You may have heard the phrase, "so goes January, so goes the year." The phrase comes from the January barometer and is believed by some to be a predictor of the direction of the stock market for the coming year.
Though it has its detractors, the son of the creator, Jeffrey Hirsch, editor of the "The Stock Trader's Almanac," points out that it has a pretty decent track record.
"Not 100 percent perfect; there have been a couple of errors recently, but we have been in a very tumultuous stock market with overarching influences from the global financial crisis and the second greatest bear market of the Dow Jones Industrials," he says.
"Since 1950, there have been only seven major errors for an 88.5 accuracy ratio. But two of those errors were in 2009 and 2010, where we had down Januaries but up years. If you take into consideration even the seven flat years where the market, the (Standard & Poor’s 500-stock index) was up or down 5 percent or less, it still has a 77 percent accuracy ratio. While not perfect, it gives us a good idea of what will happen for the year," says Hirsch.
The January barometer says as the S&P goes in January, so goes the year. The performance of the S&P 500 in the first week of January trading sets the tone for the month, which sets it for the year.
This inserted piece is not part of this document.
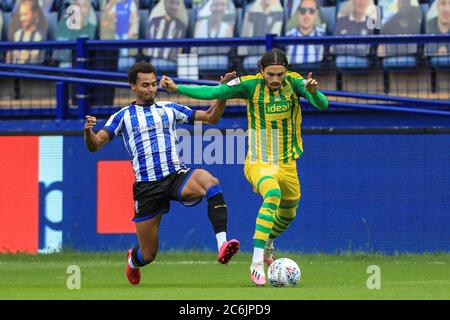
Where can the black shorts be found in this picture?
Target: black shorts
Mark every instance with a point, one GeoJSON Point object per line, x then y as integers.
{"type": "Point", "coordinates": [152, 198]}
Yale Hirsch, the inventor of the January barometer, devised the system in 1972 after realizing the impact of the lame duck amendment, the twentieth to the Constitution, which moved Inauguration Day from March 4 to January 20.
The amendment also moved newly elected Senators and Representatives into Congress earlier. Rather than "taking office 13 months after they were elected, they took office a couple of months after the election in the immediately following January. This brought some very important events into January," Hirsch says.
Here's what Ken Fisher wrote in his book "Debunkery: Learn it, Do it and Profit from it -- Seeing Through Wall Street's Money-Killing Myths."
"Just eight times -- 9.5 percent -- January was up, and the year was down. Rare! So, if up-up years happen most, and an up January rarely leads to a down year, does that mean January is predictive? Nope. A down January is basically a coin flip -- historically you get about the same number of up and down years following a down January -- 17.9 percent to 19 percent -- the difference of one occurrence."
He seems to have been counting since 1926, which predates the lame duck amendment. But still, if anything was 100 percent predictive, everyone would know about it and profit from it. At which point, it might stop predicting anything.
For the record, the S&P 500 ended the first five trading days of the year up. On January 3, it closed at 1277.06; January 9, 1280.70.
What do you think? Do you use any predictive indicators to trade or to decide how to invest?